Japan to reform crypto-corporate tax law

The Japanese government has announced that it will evaluate the crypto tax rules applicable to companies in fiscal year 2023. The Financial Services Agency and the Ministry of Economy, Trade and Industry (METI) will conduct the assessment of how these digital asset companies will use digital assets to drive forward the growth of startups.

The tax reform request for fiscal year 2023 has aimed to address key issues that the advocacy groups have stated are roadblocks to crypto adoption in Japan. The two eminent crypto advocacy groups in Japan, The Japan Crypto-Asset Business Association and the Japan Crypto-Asset Exchange Association (JVCEA) had issued this request to lower tax rates for individual investors on crypto income.

This proposal has primarily been intended to address the need for better individual tax filing and the general importance of digital assets in the Web3 industry in Japan. This has been part of the proposal after the advocacy groups compared Japan’s digital wealth tax system with that of other nations.

Changes to the crypto taxation system

Tax authorities have said that the updated tax structure will take into account whether the companies holding cryptocurrency assets should be taxed when they generate profits from sales.

Regulators ensured that the agencies do not want to be a hindrance to the growth of the industry as a whole or even discourage digital asset companies from working in the country.

The proposal aims at a separate tax of 20% for individual investors with an option to carry forward losses for the next three years from the following year. The proposal has also mentioned the same tax structure that will apply to the crypto derivatives market.

The separate tax of 20% on digital asset income with the exemption of the unrealized gains will help to be a big relief for digital asset investors in Japan.

Currently, investors in Japan have to pay up to 55% on their crypto investments.

The tax reform proposal comes after the internal memo on tax reforms for digital assets was delayed in submission to Japan’s Financial Services Agency (FSA).
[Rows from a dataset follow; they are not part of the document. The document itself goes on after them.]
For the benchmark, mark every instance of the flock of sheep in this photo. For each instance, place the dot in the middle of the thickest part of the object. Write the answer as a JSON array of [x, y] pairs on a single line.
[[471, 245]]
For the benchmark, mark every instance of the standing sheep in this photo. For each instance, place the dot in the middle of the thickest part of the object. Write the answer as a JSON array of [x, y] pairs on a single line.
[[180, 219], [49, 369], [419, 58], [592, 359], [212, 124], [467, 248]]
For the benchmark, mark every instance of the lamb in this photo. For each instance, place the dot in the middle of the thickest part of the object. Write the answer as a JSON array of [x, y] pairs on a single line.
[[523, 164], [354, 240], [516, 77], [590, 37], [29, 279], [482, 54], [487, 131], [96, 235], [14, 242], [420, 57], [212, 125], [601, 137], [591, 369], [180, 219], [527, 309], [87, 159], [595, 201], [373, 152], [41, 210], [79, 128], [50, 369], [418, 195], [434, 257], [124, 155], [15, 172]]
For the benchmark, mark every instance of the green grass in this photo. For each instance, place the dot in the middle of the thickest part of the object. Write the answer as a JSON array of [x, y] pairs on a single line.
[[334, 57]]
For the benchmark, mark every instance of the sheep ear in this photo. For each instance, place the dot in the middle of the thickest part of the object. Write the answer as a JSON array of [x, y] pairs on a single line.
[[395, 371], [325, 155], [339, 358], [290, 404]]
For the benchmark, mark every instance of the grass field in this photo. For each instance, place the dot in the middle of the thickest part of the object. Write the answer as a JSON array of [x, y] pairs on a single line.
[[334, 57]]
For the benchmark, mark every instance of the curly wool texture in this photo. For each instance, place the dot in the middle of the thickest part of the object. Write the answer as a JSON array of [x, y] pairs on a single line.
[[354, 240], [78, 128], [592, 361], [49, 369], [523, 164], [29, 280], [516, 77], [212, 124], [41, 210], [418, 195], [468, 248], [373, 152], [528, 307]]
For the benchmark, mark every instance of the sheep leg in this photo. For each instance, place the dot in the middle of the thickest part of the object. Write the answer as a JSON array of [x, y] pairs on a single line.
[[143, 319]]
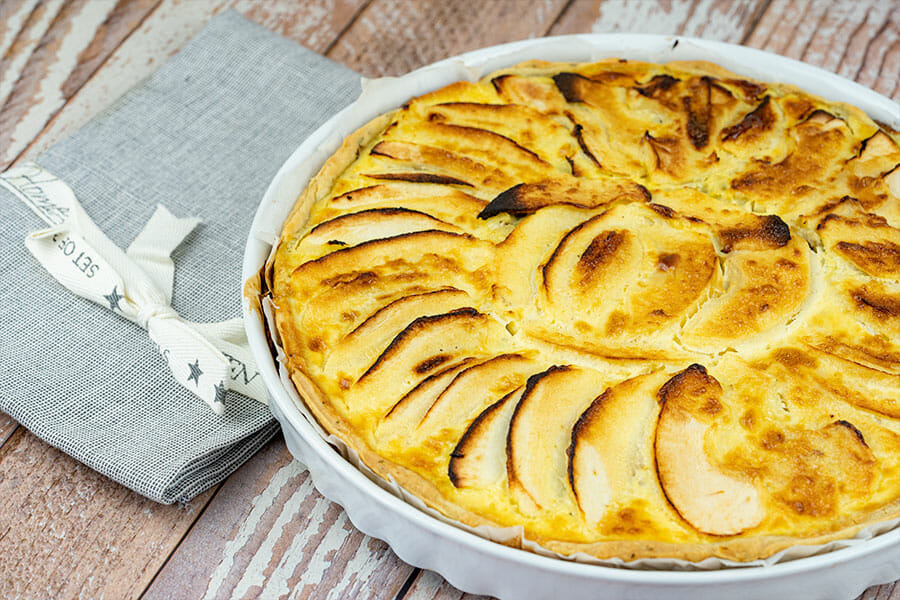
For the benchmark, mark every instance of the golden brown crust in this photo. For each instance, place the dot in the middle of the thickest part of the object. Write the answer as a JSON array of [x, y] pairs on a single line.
[[640, 310]]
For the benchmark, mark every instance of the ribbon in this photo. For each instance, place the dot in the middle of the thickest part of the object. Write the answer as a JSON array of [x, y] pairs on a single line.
[[207, 359]]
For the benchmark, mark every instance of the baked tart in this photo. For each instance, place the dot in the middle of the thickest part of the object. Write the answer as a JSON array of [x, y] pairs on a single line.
[[638, 310]]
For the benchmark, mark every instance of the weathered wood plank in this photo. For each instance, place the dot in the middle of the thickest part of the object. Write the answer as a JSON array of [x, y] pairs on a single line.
[[269, 533], [162, 33], [724, 20], [428, 585], [859, 40], [38, 89], [391, 37], [7, 427], [21, 37], [165, 31], [69, 532], [316, 25], [13, 14]]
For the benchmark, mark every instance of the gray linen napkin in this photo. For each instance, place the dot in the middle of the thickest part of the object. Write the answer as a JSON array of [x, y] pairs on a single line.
[[203, 136]]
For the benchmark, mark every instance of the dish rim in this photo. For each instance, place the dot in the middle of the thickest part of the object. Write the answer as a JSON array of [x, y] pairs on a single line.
[[390, 93]]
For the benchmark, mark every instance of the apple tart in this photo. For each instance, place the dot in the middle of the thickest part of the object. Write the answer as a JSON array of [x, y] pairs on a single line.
[[638, 310]]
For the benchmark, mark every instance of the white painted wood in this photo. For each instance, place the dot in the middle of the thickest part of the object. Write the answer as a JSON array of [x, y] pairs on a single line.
[[26, 29], [49, 95], [12, 19], [162, 34]]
The change in the reform is to ease the tax policy in the country due to many companies moving out of Japan and operating in Singapore and the United Arab Emirates, as they have easier regulation.

Strict tax rules

Currently, Japan imposed a 30% corporate tax on cryptocurrencies. This has actually caused a brain drain from the digital asset industry in Japan.

The advocacy groups have mentioned that because of such strict guidelines, Japan has caused companies to leave the country.

The reasons have been aimed at lack of consistency in the system and also the need to establish and stabilize the Web3 industry and also create a better environment for tax returns.